David H. Hackworth
26 May 98


The Pentagon brass rightly want to close redundant military bases. They say we don't need these leaches, keeping them bleeds off money needed to prepare to fight.

Over $14 billion has been saved by bases closed since 1990. Now Secretary of Defense William Cohen reports that $20 billion more could be saved by the year 2015 if we by get rid of more unneeded infrastructure

But if Washington politicians have their way, that won't happen. Let's face it, what congressional porkers would want to shrink the size of their trough? Who would willing disrupt a proven pay-off system and end all the free rides on the golden carousal?

Since the early days of this republic, porkers have put hometown jobs first over life and death matters such as giving our fighters the right stuff and the right training before the bullets start to sing.

This is why America has never been ready for war when the Pearl Harbors happen.
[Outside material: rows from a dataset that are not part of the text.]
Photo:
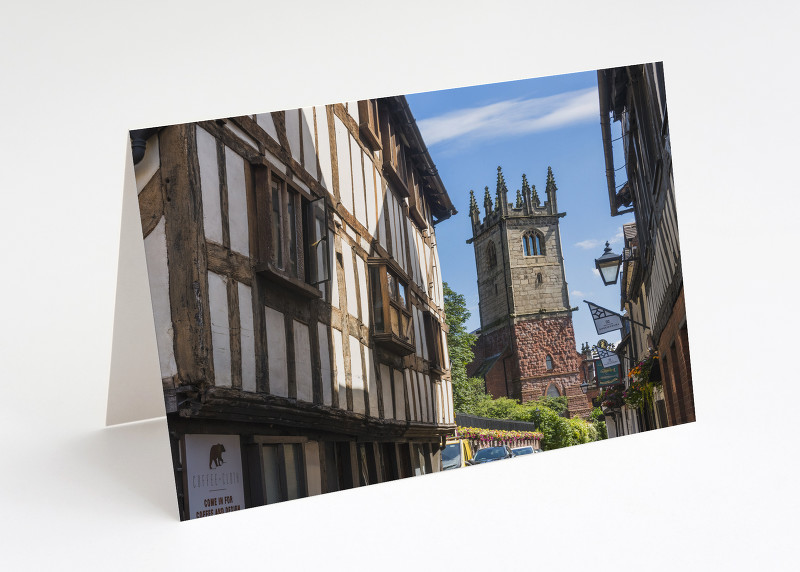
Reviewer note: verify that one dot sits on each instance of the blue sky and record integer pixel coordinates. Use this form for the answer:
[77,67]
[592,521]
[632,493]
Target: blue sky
[524,127]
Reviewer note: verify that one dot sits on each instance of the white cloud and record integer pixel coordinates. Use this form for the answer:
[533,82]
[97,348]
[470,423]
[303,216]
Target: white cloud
[512,117]
[588,244]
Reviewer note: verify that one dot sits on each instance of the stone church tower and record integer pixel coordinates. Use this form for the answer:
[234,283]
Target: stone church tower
[526,348]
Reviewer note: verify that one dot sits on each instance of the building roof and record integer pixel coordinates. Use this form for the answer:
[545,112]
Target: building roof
[433,188]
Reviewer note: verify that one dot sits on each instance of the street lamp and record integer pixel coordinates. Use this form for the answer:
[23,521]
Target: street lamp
[608,266]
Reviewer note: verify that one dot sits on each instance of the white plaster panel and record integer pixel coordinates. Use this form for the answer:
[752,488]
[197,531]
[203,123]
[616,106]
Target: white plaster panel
[357,376]
[399,395]
[308,129]
[334,274]
[149,164]
[445,350]
[439,416]
[449,397]
[313,469]
[209,185]
[349,279]
[359,204]
[325,359]
[425,285]
[409,253]
[276,342]
[386,383]
[410,383]
[390,203]
[428,397]
[241,135]
[220,329]
[155,251]
[343,160]
[237,202]
[382,207]
[361,268]
[401,228]
[302,362]
[324,150]
[369,177]
[371,383]
[352,109]
[423,339]
[341,380]
[417,316]
[247,337]
[293,132]
[420,396]
[267,124]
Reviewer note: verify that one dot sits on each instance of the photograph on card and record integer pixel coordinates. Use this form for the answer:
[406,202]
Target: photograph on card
[354,293]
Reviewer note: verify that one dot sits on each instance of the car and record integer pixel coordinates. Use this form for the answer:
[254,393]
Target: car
[489,454]
[517,451]
[457,453]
It's an American political tradition to defend the pork barrel over our uniformed sons' and daughters' lives.

It's just not the pols either. Our shortsightedness and/or collusion -- whether inadvertent or intentional -- has let them kill our kids. It's hard for us to stop thinking that pork means jobs and jobs bring the good life to our hometowns.

When you get right down to it, we're accessories to murder too, close behind Congressman Mefirst and Senator Lard.
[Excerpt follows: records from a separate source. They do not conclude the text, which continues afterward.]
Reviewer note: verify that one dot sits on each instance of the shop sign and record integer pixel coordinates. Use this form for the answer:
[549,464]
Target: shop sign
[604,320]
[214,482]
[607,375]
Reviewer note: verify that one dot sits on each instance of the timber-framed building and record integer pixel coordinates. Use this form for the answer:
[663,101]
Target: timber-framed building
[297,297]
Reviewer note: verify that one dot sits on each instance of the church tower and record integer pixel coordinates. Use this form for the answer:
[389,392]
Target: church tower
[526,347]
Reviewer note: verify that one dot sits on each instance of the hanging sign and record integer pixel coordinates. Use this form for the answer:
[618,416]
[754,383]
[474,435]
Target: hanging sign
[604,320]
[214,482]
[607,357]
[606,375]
Check out the military cemeteries. Many of the graves are there because there wasn't a decent radar early warning set up in Hawaii in 1941 or a gunner didn't have an effective anti-tank weapon in Korea in 1950 or a 19-year-old rifleman was trained in the snow at Fort Lewis, Washington for the tropical jungles of Vietnam in 1969.
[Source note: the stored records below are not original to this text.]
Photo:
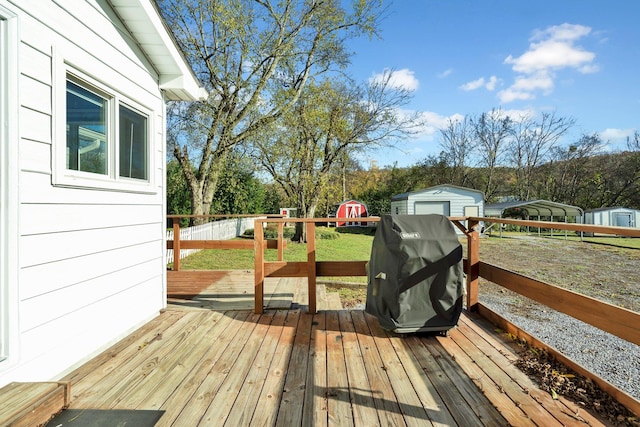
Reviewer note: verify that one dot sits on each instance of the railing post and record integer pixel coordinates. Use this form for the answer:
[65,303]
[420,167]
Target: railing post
[473,265]
[258,249]
[311,265]
[280,241]
[176,244]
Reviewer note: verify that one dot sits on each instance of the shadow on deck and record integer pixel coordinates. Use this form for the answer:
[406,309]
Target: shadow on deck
[288,367]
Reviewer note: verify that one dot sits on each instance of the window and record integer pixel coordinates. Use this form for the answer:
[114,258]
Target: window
[86,130]
[107,139]
[133,144]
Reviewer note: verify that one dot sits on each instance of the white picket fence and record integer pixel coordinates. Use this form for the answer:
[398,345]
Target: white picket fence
[217,230]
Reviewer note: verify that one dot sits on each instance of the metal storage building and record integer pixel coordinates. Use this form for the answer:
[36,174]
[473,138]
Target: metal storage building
[613,216]
[449,200]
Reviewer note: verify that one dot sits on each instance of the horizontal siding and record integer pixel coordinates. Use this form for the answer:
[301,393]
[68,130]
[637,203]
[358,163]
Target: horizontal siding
[46,248]
[31,155]
[59,303]
[458,200]
[35,126]
[92,262]
[36,188]
[36,63]
[46,278]
[35,95]
[56,218]
[47,350]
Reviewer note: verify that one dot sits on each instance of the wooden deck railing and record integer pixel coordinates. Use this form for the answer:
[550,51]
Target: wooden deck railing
[607,317]
[177,244]
[610,318]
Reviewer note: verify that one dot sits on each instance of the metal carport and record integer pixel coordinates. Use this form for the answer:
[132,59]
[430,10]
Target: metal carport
[535,208]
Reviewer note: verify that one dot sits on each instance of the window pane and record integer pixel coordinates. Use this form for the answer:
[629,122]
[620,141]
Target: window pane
[133,144]
[86,130]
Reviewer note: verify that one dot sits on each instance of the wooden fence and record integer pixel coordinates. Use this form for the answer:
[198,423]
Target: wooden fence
[177,245]
[615,320]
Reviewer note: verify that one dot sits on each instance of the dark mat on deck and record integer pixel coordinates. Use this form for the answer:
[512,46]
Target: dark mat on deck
[105,418]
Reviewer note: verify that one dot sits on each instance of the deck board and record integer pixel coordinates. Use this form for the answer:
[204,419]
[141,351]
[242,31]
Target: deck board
[205,366]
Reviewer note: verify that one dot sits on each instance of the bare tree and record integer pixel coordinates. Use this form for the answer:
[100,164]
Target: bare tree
[491,132]
[330,122]
[531,144]
[566,175]
[255,57]
[458,144]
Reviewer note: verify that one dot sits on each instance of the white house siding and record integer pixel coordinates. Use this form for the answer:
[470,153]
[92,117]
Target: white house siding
[91,263]
[439,198]
[457,199]
[608,216]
Since 1990, our forces have been cut by almost 1 million troops, yet few bases have been nailed shut. Congress has fought tooth and nail to keep all the empty barracks, unused drill fields and half filled bases. They chant, "We got to be prepared to refight World War II," a sorry rationalization to stay connected to the trough since there will never be another war like WWII.

Between 1989 and 2003, the number of Navy ships will be cut by 46 percent, berthing space by only 18 percent. Army personnel will be cut by almost 50 percent, Army bases by only 7 percent.

Keeping unneeded bases -- many of the existing 400 bases were built in the 18th Century to keep marauding Indians away from settlers' scalps -- places our warriors at high risk. The money needed to train for razor sharp combat readiness, to replace worn-out gear, buy spare parts or for new gear to modernize our force is going instead to feed fat voters near bases which do not and will not have any military necessity as we enter the 21st Century.

At least 100 bases could be closed tomorrow and no one less the porkers and many of their misguided constituents would miss them. Keeping them up and running makes as much sense as maintaining a six bedroom family house long after the kids have flown the nest.

Our military leaders want to be ready for the wars of the future, not of the past. They know they must copy big business by constantly updating and asking themselves: If we don't need it, why keep it?

Just one example out of dozens: We're maintaining two forts in Alaska to house one Army brigade. This costs almost as much as it does to run Fort Bragg, NC, a facility with 10 times the number of troops. The stockholders at GM, IBM or GE would scream if such abuse went down at one of their plants. But somehow taxpayers have closed their eyes to the stupidity of allowing the Senators from Alaska to hang onto a couple bases when there's no longer any military necessity whatsoever.

The Pentagon can only win this campaign by out-guerrilla-ing the porkers. They should consolidate by quietly moving all units from bases they don't need. Then invite the media to see Fort Empty, while asking the General Accounting Office to report the waste and abuse involved in keeping them open to the American people.